Independent variation of avian sensitivity to climate change and trait-based adaptive capacity along a tropical elevational gradient
Nowak, Larissa et al. (2022), Independent variation of avian sensitivity to climate change and trait-based adaptive capacity along a tropical elevational gradient, Dryad, Dataset, https://doi.org/10.5061/dryad.ksn02v766
Aim: How species respond to climate change is influenced by their sensitivity to climatic conditions (i.e., their climatic niche) and aspects of their adaptive capacity (e.g., their dispersal ability, ecological niche). To date, it is largely unknown whether and how species’ sensitivity to climate change and their adaptive capacity covary. However, understanding this relationship is important to predict the potential consequences of a changing climate for species assemblages. Here, we test how species’ sensitivity to climate change and trait-based measures of their ecological adaptive capacity (i) vary along a broad elevational gradient and (ii) covary across a large number of bird species.
Location: A Neotropical elevational gradient (300 - 3600 m.a.s.l.) in the Manú biosphere reserve, south‐east Peru.
Methods: We focus on 215 frugivorous bird species along a Neotropical elevational gradient. We approximate species’ sensitivity to climate change by their climatic niche breadth, based on species occurrences across South America and bioclimatic variables. In addition, we use a trait-based approach to estimate the dispersal ability of species (approximated by their wing pointedness), their dietary niche breadth (approximated by bill width), and their habitat niche breadth (the number of used habitat classes).
Results: We found that (i) species’ climatic niche breadth increased with elevation, while their trait-based dispersal ability and dietary niche breadth decreased with elevation, and (ii) sensitivity to climate change and trait-based adaptive capacity were not related across species.
Main conclusions: These results suggest different mechanisms of how species in lowland and highland assemblages might respond to climate change. The independent variation of species’ sensitivity to climate change and their trait-based adaptive capacity suggests that accounting for both dimensions will improve assessments of species’ susceptibility to climate change and potential impacts of climate change on diverse species assemblages.

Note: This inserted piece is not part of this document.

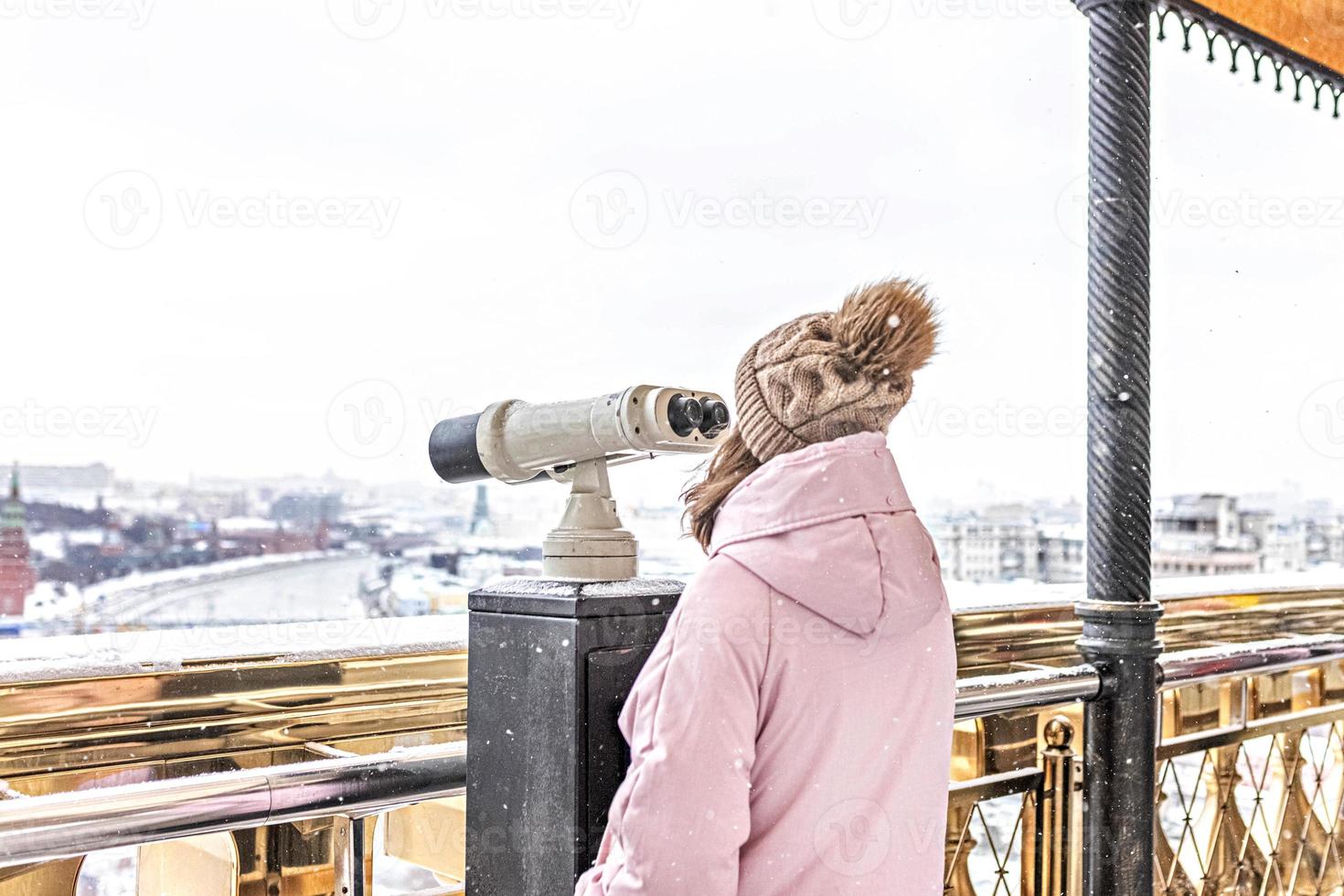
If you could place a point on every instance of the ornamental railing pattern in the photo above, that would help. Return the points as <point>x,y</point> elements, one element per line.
<point>293,766</point>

Table S3: Species' response traits/attributes and occurrences points across South America. Given are the 215 frugivorous bird species considered in our analysis, their order and family, their climate niche breadth (computed as 2d-hypervolume), their bill width (mm), their wing pointedness (Kipp's index, i.e. wing length (mm) divided by Kipp's distance (mm)), their habitat niche breadth, the number of unique occurrence points across South America, the range coverage (km) and the geographical bias score of the cleaned GBIF data.
Please carefully read the method section of the associated manuscript before using the data.